Let’s be clear: The Chiefs will be the deserved favorites, not just in the division round but to win the Super Bowl. Their best is better than anyone else’s best and, if we’re honest, so is their pretty good.
But the AFC appears to be as strong - or, at least, as top heavy around the playoff field - as any season in recent memory.
The Colts hold the AFC’s lowest seed, and would be the Chiefs’ opponent if they upset the Bills. So the closest thing to a layup would be a team that won four of its last five, employs stars at every level of the defense and all other the offense, and ranks in the top 10 in Football Outsiders’ catch-all DVOA metric.
The rest of the potential field is just as worthy.
The Titans have one of the league’s highest-scoring offenses, with a Hall of Fame running back at the height of his powers and two game-breakers on the outside. Their defense can be had, but only four teams forced more turnovers.
The Ravens have won five straight and Lamar Jackson appears to be back to his MVP form from a year ago. They’re averaging 267 yards rushing the last five games, and you probably don’t need to be reminded of the Chiefs’ vulnerabilities against the run. The Chiefs pants’d the Ravens in Week 3, so you’d assume they’d provide their best effort.
The Browns have holes you can poke, but their roster is loaded with talent. Myles Garrett would be lined up over guys the Chiefs signed as backups and Kareem Hunt and Nick Chubb form perhaps the league’s best pair of running backs.
Winning a division game would (most likely) mean playing the Bills, who have won each game since Thanksgiving by at least 10 points.
One more time: The Chiefs will be favored against any opponent. They’ll be favored by bookmakers, heavily bet by the public and picked by most national analysts.

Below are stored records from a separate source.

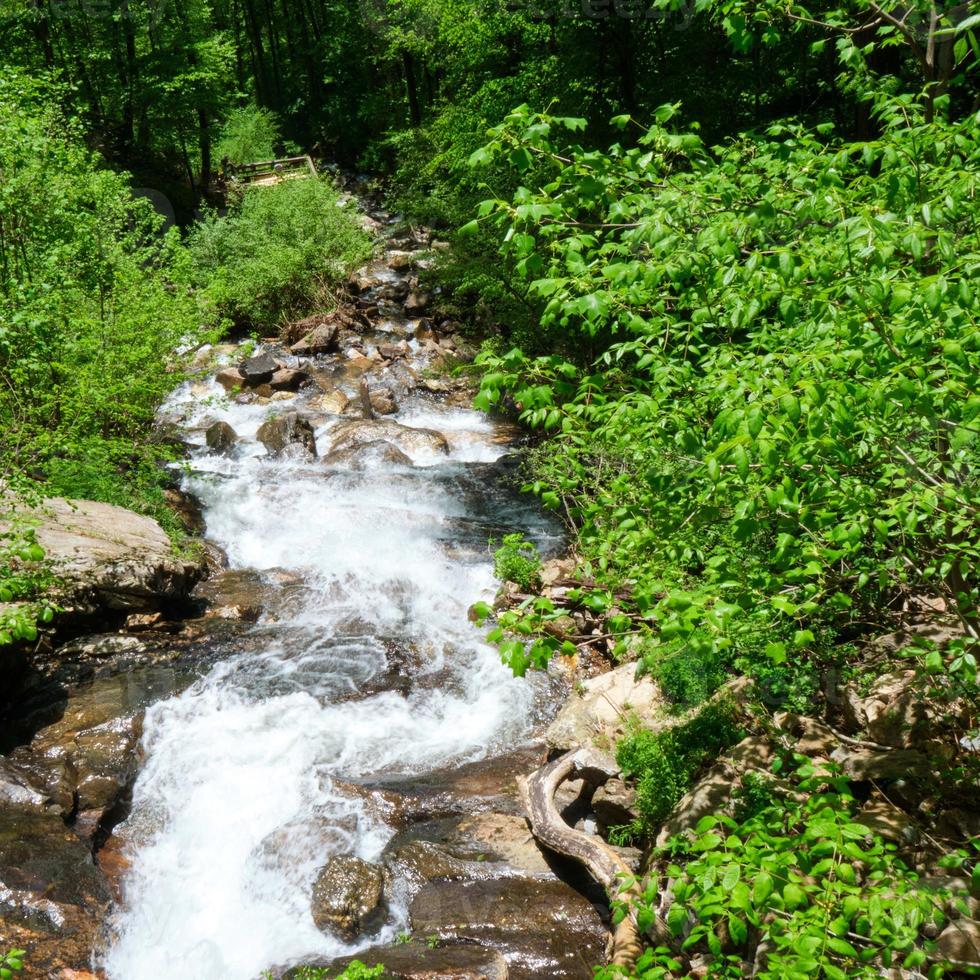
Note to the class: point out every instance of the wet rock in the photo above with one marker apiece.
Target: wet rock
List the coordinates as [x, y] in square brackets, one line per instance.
[416, 302]
[230, 379]
[869, 764]
[598, 715]
[347, 897]
[335, 402]
[614, 803]
[86, 760]
[368, 455]
[710, 795]
[288, 379]
[258, 369]
[383, 401]
[400, 260]
[888, 821]
[187, 509]
[107, 557]
[419, 961]
[287, 433]
[321, 339]
[542, 926]
[812, 737]
[54, 897]
[220, 437]
[360, 431]
[18, 792]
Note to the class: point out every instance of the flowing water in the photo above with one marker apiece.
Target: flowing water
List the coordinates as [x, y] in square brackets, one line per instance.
[367, 667]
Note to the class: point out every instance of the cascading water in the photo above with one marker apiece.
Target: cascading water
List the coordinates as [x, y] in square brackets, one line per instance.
[368, 667]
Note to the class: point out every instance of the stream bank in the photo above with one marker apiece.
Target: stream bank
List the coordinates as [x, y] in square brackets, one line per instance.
[322, 759]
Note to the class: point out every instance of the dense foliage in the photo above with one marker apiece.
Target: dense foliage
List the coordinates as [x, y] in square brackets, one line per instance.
[279, 251]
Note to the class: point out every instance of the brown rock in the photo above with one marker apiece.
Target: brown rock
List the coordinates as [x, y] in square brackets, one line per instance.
[543, 927]
[710, 795]
[959, 943]
[347, 897]
[258, 369]
[108, 557]
[322, 339]
[220, 437]
[407, 439]
[614, 803]
[416, 302]
[419, 961]
[288, 379]
[287, 435]
[368, 455]
[230, 379]
[383, 401]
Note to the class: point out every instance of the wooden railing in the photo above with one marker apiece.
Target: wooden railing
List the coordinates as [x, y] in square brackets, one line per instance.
[270, 171]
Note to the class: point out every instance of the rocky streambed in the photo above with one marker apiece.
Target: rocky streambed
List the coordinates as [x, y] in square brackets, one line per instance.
[310, 754]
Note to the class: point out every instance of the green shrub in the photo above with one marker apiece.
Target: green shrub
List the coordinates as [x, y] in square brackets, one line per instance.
[517, 560]
[11, 962]
[249, 135]
[95, 302]
[665, 764]
[688, 679]
[281, 252]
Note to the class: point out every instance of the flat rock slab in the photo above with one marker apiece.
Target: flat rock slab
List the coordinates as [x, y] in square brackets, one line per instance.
[417, 961]
[543, 927]
[109, 557]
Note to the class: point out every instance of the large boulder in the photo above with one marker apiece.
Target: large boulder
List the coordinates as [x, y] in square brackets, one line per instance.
[543, 927]
[368, 455]
[288, 434]
[258, 369]
[347, 897]
[220, 437]
[107, 557]
[420, 961]
[321, 339]
[598, 715]
[357, 432]
[54, 896]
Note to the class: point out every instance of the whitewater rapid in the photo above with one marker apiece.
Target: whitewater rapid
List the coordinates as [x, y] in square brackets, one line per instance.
[249, 781]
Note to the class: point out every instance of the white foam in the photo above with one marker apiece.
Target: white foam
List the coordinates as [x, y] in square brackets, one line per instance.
[238, 801]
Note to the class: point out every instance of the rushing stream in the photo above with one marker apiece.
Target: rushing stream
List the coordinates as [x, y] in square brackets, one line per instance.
[367, 667]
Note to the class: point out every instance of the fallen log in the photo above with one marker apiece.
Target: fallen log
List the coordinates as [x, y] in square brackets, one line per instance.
[599, 859]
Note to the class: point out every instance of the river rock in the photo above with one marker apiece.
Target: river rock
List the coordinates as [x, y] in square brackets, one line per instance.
[85, 761]
[258, 369]
[614, 803]
[419, 961]
[335, 402]
[230, 379]
[368, 455]
[107, 557]
[347, 897]
[543, 927]
[598, 715]
[383, 401]
[322, 339]
[416, 302]
[54, 896]
[711, 794]
[287, 433]
[220, 437]
[288, 380]
[18, 792]
[357, 432]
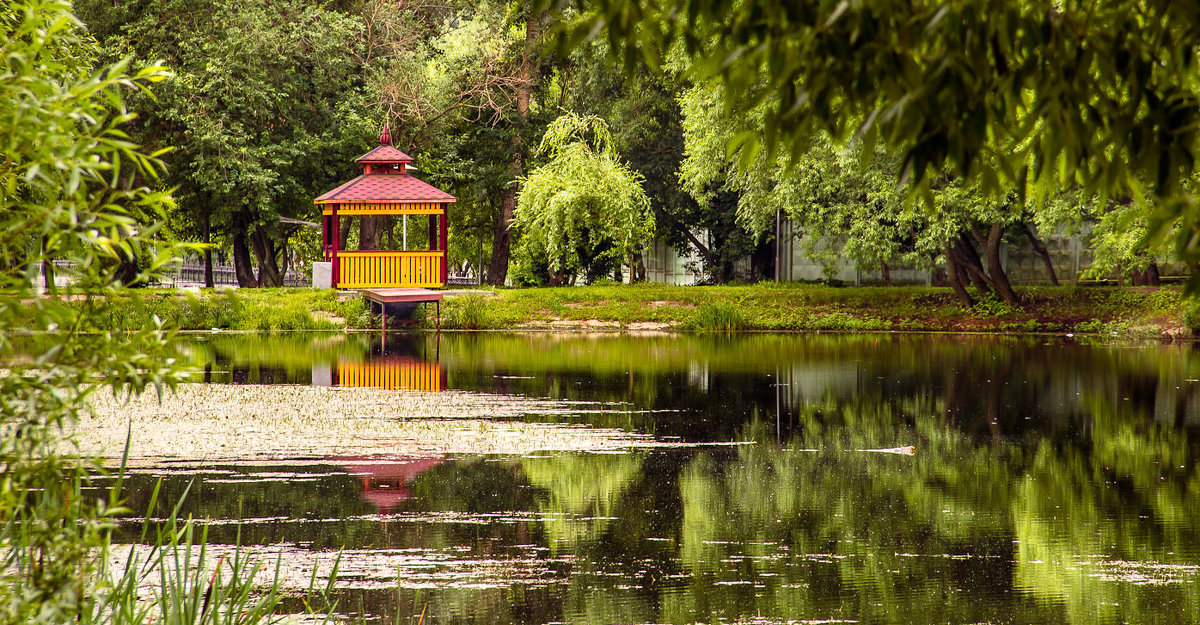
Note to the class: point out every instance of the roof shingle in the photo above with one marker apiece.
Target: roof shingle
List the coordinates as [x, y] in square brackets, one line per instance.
[385, 187]
[384, 154]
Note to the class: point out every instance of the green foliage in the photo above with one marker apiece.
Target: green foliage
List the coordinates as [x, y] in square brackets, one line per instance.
[71, 187]
[467, 312]
[718, 317]
[583, 210]
[952, 84]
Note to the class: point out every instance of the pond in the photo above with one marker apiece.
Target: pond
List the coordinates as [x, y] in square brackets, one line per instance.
[807, 479]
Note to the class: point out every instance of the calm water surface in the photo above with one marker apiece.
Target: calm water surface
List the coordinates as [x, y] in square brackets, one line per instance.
[1051, 481]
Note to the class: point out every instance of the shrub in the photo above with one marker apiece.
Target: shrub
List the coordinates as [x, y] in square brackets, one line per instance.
[468, 312]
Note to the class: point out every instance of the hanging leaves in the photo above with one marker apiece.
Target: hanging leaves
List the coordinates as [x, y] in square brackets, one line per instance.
[585, 206]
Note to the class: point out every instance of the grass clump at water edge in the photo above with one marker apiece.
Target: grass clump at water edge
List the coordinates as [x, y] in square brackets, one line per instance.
[718, 317]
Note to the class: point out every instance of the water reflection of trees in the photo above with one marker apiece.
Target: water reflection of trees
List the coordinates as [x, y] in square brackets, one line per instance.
[967, 530]
[1045, 478]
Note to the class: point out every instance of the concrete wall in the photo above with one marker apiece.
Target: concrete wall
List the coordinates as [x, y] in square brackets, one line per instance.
[1068, 252]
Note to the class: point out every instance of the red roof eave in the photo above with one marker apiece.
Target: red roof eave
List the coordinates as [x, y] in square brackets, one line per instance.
[385, 188]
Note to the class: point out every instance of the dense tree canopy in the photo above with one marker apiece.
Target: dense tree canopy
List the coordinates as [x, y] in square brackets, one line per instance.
[1009, 95]
[583, 210]
[1009, 122]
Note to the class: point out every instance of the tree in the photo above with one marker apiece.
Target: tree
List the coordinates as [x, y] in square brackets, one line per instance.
[1035, 96]
[73, 187]
[583, 209]
[263, 109]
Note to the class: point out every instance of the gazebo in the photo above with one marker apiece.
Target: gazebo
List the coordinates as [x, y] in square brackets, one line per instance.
[385, 187]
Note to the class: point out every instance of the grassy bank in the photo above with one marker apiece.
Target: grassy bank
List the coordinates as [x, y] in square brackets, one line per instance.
[760, 307]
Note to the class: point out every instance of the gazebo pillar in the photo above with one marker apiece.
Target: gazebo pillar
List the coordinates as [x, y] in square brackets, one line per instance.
[335, 221]
[443, 233]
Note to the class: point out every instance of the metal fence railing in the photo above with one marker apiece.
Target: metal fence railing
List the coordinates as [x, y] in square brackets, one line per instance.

There are no Cinderella runs to a second consecutive Super Bowl.
If the Chiefs repeat as champions, they will have benefited from timely rest, found a workaround on a makeshift offensive line and be remembered as the best team in franchise history and talked about as the NFL’s new dynasty.
All of those things are in play here.
But to get there, the Chiefs will have to navigate a loaded AFC playoff field that will begin to sort itself next weekend.